Douglas Davis now is charged with four counts of rendering criminal assistance, two counts of first-degree unlawful possession of a firearm and one count of possessing a stolen gun.

Prosecutors contend the two helped Clemmons flee Pierce County after the shooting. He was killed Dec. 1 by a Seattle police officer.

Not guilty pleas were entered on their behalf to the new charges.

Lindquist asked that their bail be increased to $1.5 million apiece, arguing that the likelihood of them fleeing is greater now that they face potentially longer prison sentences – up to 60 years for Eddie Davis and 50 years for Douglas Davis.

Eddie Davis originally was ordered jailed in lieu of $700,000 bail, Douglas Edward Davis on $500,000.

Hogan granted Lindquist’s request after the attorneys representing the pair offered no arguments against it.

Hogan denied Thornton’s request to postpone Thursday’s proceedings until he received an answer about which, if any, judges viewed the memorial. Lawyers for the five other defendants joined in Thornton’s request for a delay.

Hogan then permanently assigned to Judge Stephanie Arend the cases against Hinton, 47; Eddie Davis; Douglas Davis; Letrecia Nelson, 53; Latanya Clemmons, 34, and Quiana Williams, 26.

They all have pleaded not guilty and are being held in jail.

An assistant for Arend declined to say whether the judge had viewed the memorial, saying it would be improper for the judge to talk about cases over which she is presiding.

Attempts to reach Chushcoff for comment were unsuccessful.

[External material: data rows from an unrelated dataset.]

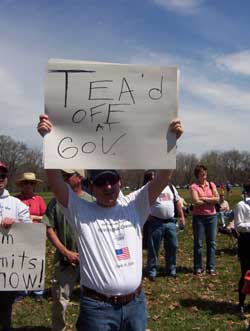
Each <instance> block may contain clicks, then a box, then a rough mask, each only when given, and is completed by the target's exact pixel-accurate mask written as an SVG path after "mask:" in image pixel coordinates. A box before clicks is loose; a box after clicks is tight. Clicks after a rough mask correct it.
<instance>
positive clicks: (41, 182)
mask: <svg viewBox="0 0 250 331" xmlns="http://www.w3.org/2000/svg"><path fill="white" fill-rule="evenodd" d="M42 182H43V181H42V180H41V179H39V178H37V177H36V174H35V173H33V172H24V173H23V174H22V175H21V176H20V177H19V178H18V179H17V180H16V184H17V185H18V186H19V187H20V189H21V193H20V194H18V195H17V196H16V197H17V198H18V199H20V200H21V201H22V202H23V203H25V204H26V206H28V207H29V211H30V217H31V219H32V222H33V223H40V222H41V219H42V217H43V215H44V213H45V211H46V203H45V201H44V200H43V198H42V197H41V196H40V195H38V194H35V188H36V185H37V184H39V183H42Z"/></svg>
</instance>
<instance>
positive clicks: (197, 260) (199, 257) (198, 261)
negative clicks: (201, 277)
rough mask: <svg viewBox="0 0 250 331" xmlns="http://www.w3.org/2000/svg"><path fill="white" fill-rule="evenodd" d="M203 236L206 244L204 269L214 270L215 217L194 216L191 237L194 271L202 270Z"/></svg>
mask: <svg viewBox="0 0 250 331" xmlns="http://www.w3.org/2000/svg"><path fill="white" fill-rule="evenodd" d="M204 234H205V237H206V244H207V262H206V269H207V270H211V269H213V270H214V269H215V251H216V234H217V215H216V214H215V215H209V216H205V215H194V216H193V235H194V271H195V272H196V271H197V269H203V263H202V253H203V239H204Z"/></svg>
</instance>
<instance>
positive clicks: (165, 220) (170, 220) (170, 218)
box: [149, 215, 176, 223]
mask: <svg viewBox="0 0 250 331" xmlns="http://www.w3.org/2000/svg"><path fill="white" fill-rule="evenodd" d="M149 220H150V221H154V220H160V221H162V222H163V223H176V218H174V217H171V218H160V217H155V216H152V215H150V216H149Z"/></svg>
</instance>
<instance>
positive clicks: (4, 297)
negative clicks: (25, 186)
mask: <svg viewBox="0 0 250 331" xmlns="http://www.w3.org/2000/svg"><path fill="white" fill-rule="evenodd" d="M7 183H8V168H7V165H6V164H5V163H3V162H1V161H0V230H1V227H2V228H5V229H7V228H9V227H10V226H11V225H12V224H13V223H18V222H31V219H30V214H29V208H28V207H27V206H26V205H25V204H24V203H23V202H21V201H20V200H19V199H17V198H15V197H12V196H11V195H10V194H9V192H8V191H7V190H6V189H5V188H6V186H7ZM17 293H18V292H16V291H0V326H2V327H3V329H2V331H10V330H11V314H12V305H13V303H14V300H15V297H16V295H17Z"/></svg>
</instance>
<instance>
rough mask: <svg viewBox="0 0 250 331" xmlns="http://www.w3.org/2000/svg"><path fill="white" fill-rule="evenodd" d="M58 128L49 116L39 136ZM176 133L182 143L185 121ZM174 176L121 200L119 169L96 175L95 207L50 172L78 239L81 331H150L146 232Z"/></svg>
mask: <svg viewBox="0 0 250 331" xmlns="http://www.w3.org/2000/svg"><path fill="white" fill-rule="evenodd" d="M51 129H52V123H51V122H50V121H49V118H48V116H47V115H42V116H41V117H40V122H39V123H38V131H39V133H40V134H41V135H42V136H44V135H45V134H47V133H49V132H50V131H51ZM170 129H171V130H172V131H173V132H174V133H175V134H176V136H177V138H179V137H180V136H181V134H182V127H181V123H180V121H179V120H174V121H172V123H171V126H170ZM171 174H172V171H171V170H162V171H159V173H158V175H157V176H156V178H155V179H154V180H153V181H151V182H150V183H149V184H148V185H146V186H144V187H142V188H141V189H139V190H137V191H135V192H132V193H131V194H129V195H127V196H125V197H123V198H122V199H119V201H118V196H119V192H120V176H119V174H118V172H117V171H115V170H95V171H94V170H93V171H92V172H91V176H90V183H91V193H92V194H93V196H95V198H96V201H95V202H92V203H90V202H87V201H83V200H82V199H80V198H79V197H78V196H77V195H76V194H75V193H74V192H73V191H72V190H71V189H70V187H69V186H68V185H66V184H65V183H64V181H63V179H62V177H61V174H60V172H59V171H57V170H52V169H49V170H47V176H48V181H49V184H50V186H51V189H52V191H53V192H54V194H55V196H56V198H57V200H58V202H59V203H60V204H61V206H62V209H63V212H64V214H65V216H66V218H67V220H68V221H69V223H70V225H71V227H72V229H73V231H74V234H75V237H76V239H77V244H78V251H79V259H80V275H81V280H80V284H81V302H80V314H79V317H78V321H77V330H78V331H93V330H95V331H103V330H106V331H111V330H123V331H145V329H146V321H147V312H146V300H145V296H144V293H143V290H142V286H141V278H142V227H143V225H144V223H145V221H146V219H147V217H148V215H149V213H150V206H152V205H153V204H154V202H155V200H156V198H157V197H158V196H159V194H160V193H161V191H162V190H163V188H164V187H165V186H166V185H167V184H168V183H169V180H170V177H171Z"/></svg>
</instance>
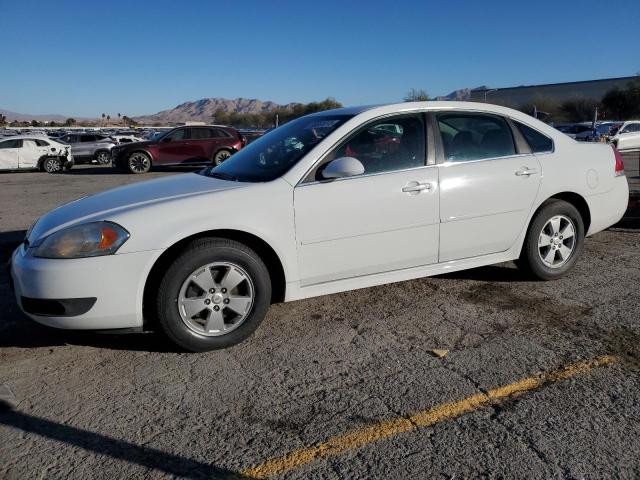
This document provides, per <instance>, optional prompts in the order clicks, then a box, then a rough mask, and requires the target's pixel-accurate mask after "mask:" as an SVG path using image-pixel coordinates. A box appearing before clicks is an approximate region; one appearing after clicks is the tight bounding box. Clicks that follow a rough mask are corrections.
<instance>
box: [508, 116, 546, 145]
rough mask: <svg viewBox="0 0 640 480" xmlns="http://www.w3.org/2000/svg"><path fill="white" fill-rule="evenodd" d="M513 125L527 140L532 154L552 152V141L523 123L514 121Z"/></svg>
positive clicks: (539, 132) (545, 135)
mask: <svg viewBox="0 0 640 480" xmlns="http://www.w3.org/2000/svg"><path fill="white" fill-rule="evenodd" d="M514 123H515V124H516V126H517V127H518V130H520V133H521V134H522V136H523V137H524V138H525V139H526V140H527V143H528V144H529V146H530V147H531V151H532V152H533V153H547V152H553V140H551V139H550V138H549V137H547V136H546V135H544V134H542V133H540V132H539V131H537V130H536V129H534V128H531V127H529V126H527V125H525V124H524V123H520V122H516V121H515V120H514Z"/></svg>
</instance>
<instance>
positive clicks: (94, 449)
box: [0, 400, 247, 479]
mask: <svg viewBox="0 0 640 480" xmlns="http://www.w3.org/2000/svg"><path fill="white" fill-rule="evenodd" d="M0 425H6V426H8V427H11V428H12V429H15V430H18V431H20V432H24V433H28V434H35V435H38V436H40V437H43V438H46V439H49V440H55V441H57V442H60V443H63V444H66V445H69V446H70V447H75V448H81V449H83V450H85V451H87V452H92V453H94V454H96V455H100V456H102V455H104V456H107V457H111V458H114V459H116V460H121V461H123V462H127V463H131V464H136V465H140V466H142V467H145V468H148V469H153V470H158V471H160V472H164V473H166V474H168V475H170V476H172V477H179V478H188V479H204V478H216V479H242V478H247V477H246V476H243V475H242V474H240V473H238V472H234V471H232V470H228V469H225V468H221V467H217V466H215V465H210V464H207V463H204V462H200V461H198V460H194V459H191V458H187V457H183V456H180V455H175V454H172V453H169V452H164V451H162V450H158V449H155V448H151V447H147V446H143V445H137V444H135V443H131V442H127V441H124V440H118V439H116V438H112V437H109V436H106V435H103V434H100V433H95V432H91V431H89V430H84V429H81V428H77V427H73V426H71V425H64V424H61V423H57V422H54V421H51V420H47V419H45V418H41V417H36V416H34V415H29V414H27V413H23V412H20V411H17V410H13V409H12V406H11V405H10V404H9V403H8V402H5V401H3V400H0Z"/></svg>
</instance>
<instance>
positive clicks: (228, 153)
mask: <svg viewBox="0 0 640 480" xmlns="http://www.w3.org/2000/svg"><path fill="white" fill-rule="evenodd" d="M230 156H231V152H230V151H229V150H218V151H217V152H216V153H215V155H214V156H213V159H212V162H213V164H214V165H216V166H217V165H220V164H221V163H222V162H224V161H225V160H226V159H227V158H229V157H230Z"/></svg>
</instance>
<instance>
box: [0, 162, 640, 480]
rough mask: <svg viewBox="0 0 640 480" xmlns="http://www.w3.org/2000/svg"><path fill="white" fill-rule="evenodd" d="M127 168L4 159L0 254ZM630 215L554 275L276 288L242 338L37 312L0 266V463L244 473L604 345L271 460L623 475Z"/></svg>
mask: <svg viewBox="0 0 640 480" xmlns="http://www.w3.org/2000/svg"><path fill="white" fill-rule="evenodd" d="M172 173H175V172H172ZM167 174H171V172H169V173H168V172H160V173H154V174H152V175H148V176H145V177H144V179H149V178H151V177H152V176H161V175H167ZM139 180H141V179H140V178H139V177H137V176H129V175H119V174H112V173H110V170H109V169H106V168H99V167H76V168H74V169H73V170H72V171H71V174H68V175H58V176H50V175H46V174H40V173H16V174H0V202H1V204H2V206H3V207H2V210H1V211H0V248H1V249H2V250H1V251H0V255H1V257H2V259H3V260H4V259H6V257H7V255H8V253H9V246H8V245H9V244H10V243H11V242H13V241H15V240H16V239H17V241H19V239H20V237H21V236H22V235H23V231H24V229H26V228H27V227H28V226H29V225H30V224H31V223H32V222H33V221H34V220H35V219H36V218H37V216H39V215H41V214H42V213H44V212H45V211H47V210H48V209H50V208H52V207H53V206H55V205H57V204H59V203H63V202H65V201H68V200H71V199H73V198H77V197H79V196H82V195H86V194H89V193H92V192H96V191H99V190H103V189H105V188H108V187H110V186H115V185H120V184H123V183H129V182H132V181H139ZM639 233H640V231H638V230H635V229H632V228H612V229H610V230H608V231H605V232H602V233H599V234H597V235H595V236H594V237H592V238H590V239H588V240H587V242H586V247H585V251H584V255H583V258H582V260H581V261H580V262H579V263H578V265H577V267H576V268H575V270H574V271H573V272H572V273H571V274H570V275H569V276H568V277H566V278H564V279H561V280H558V281H555V282H546V283H541V282H530V281H527V279H525V278H523V277H522V276H521V275H520V273H519V272H518V271H517V270H516V269H515V268H514V266H513V265H512V264H503V265H497V266H491V267H485V268H479V269H475V270H471V271H466V272H460V273H456V274H450V275H445V276H440V277H433V278H426V279H420V280H414V281H409V282H404V283H399V284H393V285H387V286H381V287H375V288H369V289H364V290H359V291H353V292H347V293H340V294H336V295H331V296H325V297H320V298H314V299H309V300H303V301H297V302H292V303H288V304H280V305H274V306H273V307H272V308H271V310H270V311H269V314H268V316H267V318H266V319H265V321H264V323H263V324H262V325H261V327H260V328H259V329H258V331H257V333H256V334H255V335H254V336H253V337H251V338H250V339H249V340H248V341H245V342H244V343H242V344H241V345H239V346H237V347H235V348H232V349H229V350H224V351H218V352H211V353H205V354H186V353H180V352H176V351H175V350H174V349H172V348H171V347H170V346H169V345H167V344H166V343H165V342H164V341H163V340H161V339H160V338H158V337H156V336H155V335H151V334H144V335H143V334H140V335H128V336H116V335H98V334H87V333H84V334H79V333H73V332H59V331H54V330H49V329H46V328H44V327H41V326H38V325H36V324H34V323H32V322H31V321H29V320H28V319H26V318H25V317H24V316H23V315H22V314H21V313H20V312H19V311H18V309H17V307H16V305H15V303H14V301H13V299H12V297H11V295H10V292H9V289H8V284H7V276H6V274H4V273H3V275H2V277H1V278H0V312H2V313H0V399H3V400H2V402H3V403H2V405H3V406H4V409H2V408H1V407H0V477H1V478H16V479H23V478H61V477H64V478H78V479H84V478H121V477H125V476H126V477H127V478H172V477H182V478H220V477H229V476H231V477H234V476H241V474H240V473H239V472H242V471H243V470H244V469H246V468H247V467H252V466H255V465H257V464H261V463H262V462H264V461H266V460H269V459H272V458H274V457H280V456H282V455H286V454H287V453H289V452H291V451H293V450H296V449H300V448H305V447H309V446H312V445H315V444H317V443H318V442H323V441H327V440H329V441H330V439H331V438H332V437H334V436H337V435H341V434H344V433H345V432H349V431H351V430H353V429H357V428H361V427H365V426H368V425H371V424H377V422H380V421H384V420H389V419H395V418H398V417H402V416H408V415H411V414H412V413H414V412H419V411H422V410H425V409H429V408H432V407H434V406H436V405H440V404H442V403H444V402H453V401H458V400H461V399H464V398H466V397H469V396H470V395H475V394H478V393H479V392H485V393H486V392H487V391H488V390H489V389H493V388H496V387H499V386H502V385H506V384H509V383H511V382H515V381H518V380H521V379H523V378H527V377H530V376H532V375H535V374H537V373H540V372H545V371H549V370H553V369H557V368H559V367H562V366H564V365H567V364H571V363H574V362H579V361H584V360H590V359H594V358H596V357H598V356H600V355H613V356H615V358H616V361H615V363H613V364H611V365H607V366H603V367H600V368H595V369H592V370H589V371H586V372H582V373H579V374H577V375H575V376H572V377H571V378H568V379H564V380H559V381H554V382H551V383H548V384H544V385H542V386H541V387H540V388H536V389H534V390H533V391H531V392H528V393H526V394H523V395H520V396H517V397H514V398H509V399H507V400H506V401H501V402H493V403H491V404H489V405H485V406H483V407H482V408H479V409H475V410H473V411H471V412H469V413H466V414H465V415H461V416H457V417H455V418H449V419H445V420H443V421H441V422H438V423H436V424H434V425H432V426H428V427H418V428H414V429H412V430H411V431H407V432H404V433H399V434H397V435H391V436H389V437H387V438H384V439H382V440H380V441H377V442H371V443H367V442H365V443H364V444H362V445H359V446H358V448H355V449H350V450H347V451H344V452H341V453H340V454H338V455H334V456H329V457H326V458H321V459H318V460H315V461H311V462H306V463H304V462H303V463H301V464H299V465H296V466H295V467H294V468H291V469H289V470H287V471H286V472H285V473H284V474H283V475H282V476H283V477H284V478H304V479H307V478H416V477H417V478H454V477H456V478H467V477H490V478H494V477H495V478H505V477H506V478H522V477H527V478H556V477H558V478H612V477H619V478H638V477H640V461H639V459H640V394H639V392H640V368H639V367H640V291H639V286H640V269H639V268H638V265H639V260H640V250H639V247H640V234H639ZM432 349H447V350H449V353H448V355H446V356H445V357H444V358H437V357H436V356H434V355H432V354H431V353H430V351H431V350H432Z"/></svg>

Thornton also said he’s made a public records request for e-mails, if any, between the Prosecuting Attorney’s Office and the Superior Court judges to see if any communications passed between them regarding bail amounts for Hinton and the others charged with helping Clemmons.

Such communications could suggest a possible conflict of interest and be “alarming,” Thornton said after the hearing.

Lindquist said there are no such e-mails.

It’s possible that support staff members in his office sent routine e-mails to judicial assistants to coordinate schedules, Lindquist said, but such communications wouldn’t prejudice the defendants’ right to a fair trial.